Rolasnews.com – Kenaikan suku bunga acuan Bank Indonesia (BI Rate) sebesar 50 basis poin menjadi 5,25 persen pada Mei 2026 langsung menimbulkan tekanan baru bagi industri otomotif nasional, yang masih berupaya pulih dari pelemahan penjualan sepanjang 2025.
Keputusan BI ini, yang lebih besar dari ekspektasi pasar, bertujuan memperkuat nilai tukar rupiah di tengah gejolak global. Akan tetapi keputusan ini juga berisiko memperlambat pertumbuhan sektor yang sangat bergantung pada pembiayaan konsumen.
Pasalnya, mayoritas transaksi kendaraan bermotor di Indonesia (sekitar 70-80 persen) menggunakan skema kredit atau leasing. Kenaikan BI Rate mendorong suku bunga kredit perbankan dan multifinance naik, terutama pada produk dengan sistem bunga mengambang.
Akibatnya, cicilan bulanan kendaraan menjadi lebih mahal. Menekan daya beli konsumen kelas menengah yang menjadi tulang punggung pasar.
Efek domino ini terlihat jelas pada segmen Low Cost Green Car (LCGC) dan mobil entry-level, di mana sensitivitas terhadap biaya pembiayaan paling tinggi. Penjualan mobil nasional sepanjang 2025 sempat anjlok akibat bunga tinggi dan inflasi. Konsumen banyak memilih menunda pembelian atau beralih ke kendaraan bekas.

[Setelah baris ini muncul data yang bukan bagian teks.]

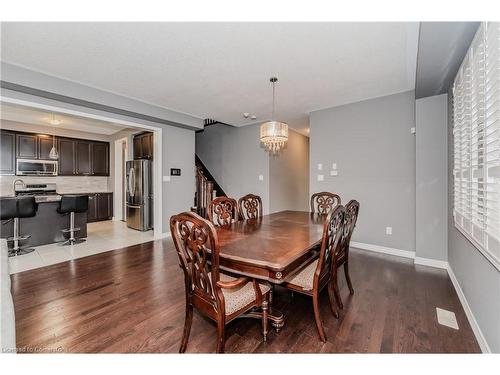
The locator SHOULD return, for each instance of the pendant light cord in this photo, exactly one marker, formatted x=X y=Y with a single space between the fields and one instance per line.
x=274 y=95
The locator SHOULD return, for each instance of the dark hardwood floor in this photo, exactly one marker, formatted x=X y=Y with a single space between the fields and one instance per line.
x=132 y=300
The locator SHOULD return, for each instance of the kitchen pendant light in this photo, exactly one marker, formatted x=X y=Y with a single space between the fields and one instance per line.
x=274 y=134
x=53 y=154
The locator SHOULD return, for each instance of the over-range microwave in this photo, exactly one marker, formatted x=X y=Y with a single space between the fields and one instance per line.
x=33 y=167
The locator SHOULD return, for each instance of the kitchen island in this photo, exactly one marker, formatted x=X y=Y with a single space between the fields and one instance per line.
x=46 y=226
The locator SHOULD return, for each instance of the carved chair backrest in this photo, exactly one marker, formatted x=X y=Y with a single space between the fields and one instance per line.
x=324 y=202
x=198 y=249
x=250 y=207
x=351 y=216
x=332 y=233
x=223 y=211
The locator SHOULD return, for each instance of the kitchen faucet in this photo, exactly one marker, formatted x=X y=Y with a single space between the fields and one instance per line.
x=16 y=182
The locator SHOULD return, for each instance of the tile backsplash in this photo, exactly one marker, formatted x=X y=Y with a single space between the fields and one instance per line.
x=65 y=184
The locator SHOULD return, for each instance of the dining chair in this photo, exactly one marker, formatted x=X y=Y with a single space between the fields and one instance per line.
x=250 y=207
x=312 y=278
x=223 y=211
x=324 y=202
x=341 y=256
x=220 y=297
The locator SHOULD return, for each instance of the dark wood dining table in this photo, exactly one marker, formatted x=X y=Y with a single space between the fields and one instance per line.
x=271 y=248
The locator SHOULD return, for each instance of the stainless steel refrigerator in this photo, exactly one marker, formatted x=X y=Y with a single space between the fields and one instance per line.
x=139 y=194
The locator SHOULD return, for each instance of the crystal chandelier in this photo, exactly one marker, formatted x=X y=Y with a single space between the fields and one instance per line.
x=273 y=134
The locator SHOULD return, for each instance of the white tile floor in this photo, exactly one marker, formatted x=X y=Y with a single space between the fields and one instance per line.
x=101 y=236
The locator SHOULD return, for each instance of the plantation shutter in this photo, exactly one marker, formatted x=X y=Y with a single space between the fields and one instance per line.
x=476 y=133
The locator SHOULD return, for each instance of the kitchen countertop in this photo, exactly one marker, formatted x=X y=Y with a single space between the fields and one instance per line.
x=56 y=197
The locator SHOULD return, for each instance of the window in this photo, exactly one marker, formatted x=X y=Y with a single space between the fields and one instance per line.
x=476 y=140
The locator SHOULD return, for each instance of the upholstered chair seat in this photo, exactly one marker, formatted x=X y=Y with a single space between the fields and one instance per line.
x=314 y=277
x=236 y=299
x=305 y=278
x=216 y=295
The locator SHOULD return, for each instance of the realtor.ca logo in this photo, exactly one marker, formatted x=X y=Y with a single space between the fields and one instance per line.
x=33 y=349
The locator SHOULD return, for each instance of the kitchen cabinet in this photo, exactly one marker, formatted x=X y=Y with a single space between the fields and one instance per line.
x=44 y=146
x=100 y=207
x=67 y=152
x=83 y=158
x=26 y=146
x=8 y=153
x=143 y=146
x=77 y=157
x=100 y=159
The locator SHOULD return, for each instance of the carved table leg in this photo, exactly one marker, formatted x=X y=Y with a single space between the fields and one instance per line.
x=264 y=319
x=276 y=317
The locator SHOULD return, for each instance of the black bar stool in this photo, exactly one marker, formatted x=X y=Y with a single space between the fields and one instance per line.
x=15 y=208
x=71 y=204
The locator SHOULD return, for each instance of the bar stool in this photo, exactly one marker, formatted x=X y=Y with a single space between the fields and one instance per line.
x=15 y=208
x=71 y=204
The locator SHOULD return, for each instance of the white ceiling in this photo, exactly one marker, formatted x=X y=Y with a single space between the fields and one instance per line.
x=441 y=49
x=36 y=116
x=220 y=70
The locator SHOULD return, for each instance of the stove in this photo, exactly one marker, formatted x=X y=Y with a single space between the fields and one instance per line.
x=41 y=192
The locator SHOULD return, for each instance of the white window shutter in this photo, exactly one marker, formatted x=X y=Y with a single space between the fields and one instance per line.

Bagi pabrikan dan dealer, penurunan permintaan domestik berpotensi menekan utilisasi pabrik dan volume produksi. Beberapa perusahaan otomotif mungkin menunda ekspansi atau memangkas target penjualan 2026 yang semula optimistis mencapai 850.000-1 juta unit.
Sektor komponen dan aftermarket juga terdampak tidak langsung melalui penurunan aktivitas produksi. Sementara itu, multifinance companies (NBFI) yang membiayai sebagian besar penjualan mobil menghadapi risiko kredit macet lebih tinggi dan pertumbuhan pembiayaan yang melambat.
Baca Juga:
BI Rate Naik ke 5,25% Tekan Sektor Properti, Cicilan KPR Kian Mahal
Kendati demikian, tidak semua segmen terdampak sama. Kendaraan listrik (EV) dan hybrid mungkin relatif lebih tangguh berkat insentif pemerintah dan tren jangka panjang, meski kenaikan bunga tetap menjadi hambatan. Penjualan di April 2026 sempat rebound, tetapi keberlanjutan pemulihan ini kini dipertanyakan pasca-kenaikan rate.
Dari sisi ekspor, dampaknya lebih terbatas karena bergantung pada permintaan global dan nilai tukar rupiah yang lebih lemah justru bisa meningkatkan daya saing. Namun, secara keseluruhan, kebijakan moneter ketat ini mencerminkan trade-off antara stabilitas makroekonomi dan pertumbuhan sektor riil.
Analis memproyeksikan pertumbuhan penjualan mobil 2026 hanya di kisaran low to mid single digit, jauh di bawah potensi jika suku bunga lebih akomodatif. Pemerintah dan asosiasi industri seperti Gaikindo diharapkan mendorong stimulus tambahan, seperti relaksasi LTV/FTV atau insentif pajak, untuk meredam tekanan.
Kenaikan BI Rate ini mengingatkan kembali betapa sensitifnya industri otomotif terhadap kebijakan moneter.